= Reginald Scorer =

English cricketer

Reginald Ivor Scorer (6 January 1892 – 19 March 1976) was an English cricketer who played first-class cricket between 1921 and 1926 for Warwickshire. He was born in Middlesbrough, then in Yorkshire, and died in Birmingham.

Scorer was an amateur right-handed batsman and right-arm fast-medium bowler who played for Warwickshire's second eleven before the First World War. He began playing for Warwickshire's first eleven in June 1921 and then appeared in virtually all the matches to the end of that season, with occasional days of success as a lower middle-order batsman and a part-time bowler. Against Hampshire at Edgbaston, he made 113, his only century, in a game that also included Freddie Calthorpe's highest score. A month later, he finished off Somerset's first innings by taking the last three wickets in five overs for the cost of just a single run, and these were his best bowling figures.

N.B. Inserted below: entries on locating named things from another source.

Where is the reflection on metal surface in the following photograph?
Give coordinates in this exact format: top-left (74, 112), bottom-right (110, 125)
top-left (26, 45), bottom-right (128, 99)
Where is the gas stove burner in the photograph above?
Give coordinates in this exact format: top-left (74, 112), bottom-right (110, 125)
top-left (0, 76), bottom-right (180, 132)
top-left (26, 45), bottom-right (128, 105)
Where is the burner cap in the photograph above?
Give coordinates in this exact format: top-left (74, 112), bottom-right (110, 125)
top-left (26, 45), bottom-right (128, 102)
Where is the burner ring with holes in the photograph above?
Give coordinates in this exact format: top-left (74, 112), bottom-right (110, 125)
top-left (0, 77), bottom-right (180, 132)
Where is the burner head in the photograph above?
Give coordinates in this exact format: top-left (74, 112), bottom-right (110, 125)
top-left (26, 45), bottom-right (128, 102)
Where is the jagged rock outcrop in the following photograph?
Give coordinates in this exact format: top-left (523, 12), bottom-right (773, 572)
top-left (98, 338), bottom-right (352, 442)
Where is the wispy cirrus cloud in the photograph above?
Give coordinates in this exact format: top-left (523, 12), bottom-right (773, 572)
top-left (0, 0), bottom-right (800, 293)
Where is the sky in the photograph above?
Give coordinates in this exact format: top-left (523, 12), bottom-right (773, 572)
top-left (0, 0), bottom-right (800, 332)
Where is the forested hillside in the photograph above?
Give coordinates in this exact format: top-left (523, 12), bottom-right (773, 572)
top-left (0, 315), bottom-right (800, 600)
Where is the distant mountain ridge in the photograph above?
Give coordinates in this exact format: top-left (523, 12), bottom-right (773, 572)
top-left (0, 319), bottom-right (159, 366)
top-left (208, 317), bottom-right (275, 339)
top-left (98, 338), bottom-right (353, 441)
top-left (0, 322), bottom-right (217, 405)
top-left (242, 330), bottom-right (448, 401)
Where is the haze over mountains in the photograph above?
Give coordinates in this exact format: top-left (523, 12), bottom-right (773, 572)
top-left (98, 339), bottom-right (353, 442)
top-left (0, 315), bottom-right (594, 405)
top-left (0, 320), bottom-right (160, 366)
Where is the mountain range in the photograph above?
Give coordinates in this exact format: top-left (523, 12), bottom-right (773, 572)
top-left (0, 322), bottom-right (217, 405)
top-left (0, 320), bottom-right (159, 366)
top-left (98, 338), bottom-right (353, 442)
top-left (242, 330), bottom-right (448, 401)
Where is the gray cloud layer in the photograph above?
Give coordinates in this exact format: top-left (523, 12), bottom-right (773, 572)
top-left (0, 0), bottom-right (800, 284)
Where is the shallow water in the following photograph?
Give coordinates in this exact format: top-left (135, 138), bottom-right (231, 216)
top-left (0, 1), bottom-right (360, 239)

Scorer returned for about half of Warwickshire's matches in 1922, but had less success, his highest score being just 35. He returned again briefly in 1926 for three games, with no success at all. He retained his links with cricket and during the Second World War was the organiser of festival cricket across the Midlands, which, according to his obituary in Wisden Cricketers' Almanack, led to him being the first person to speak over a public address system at a cricket match.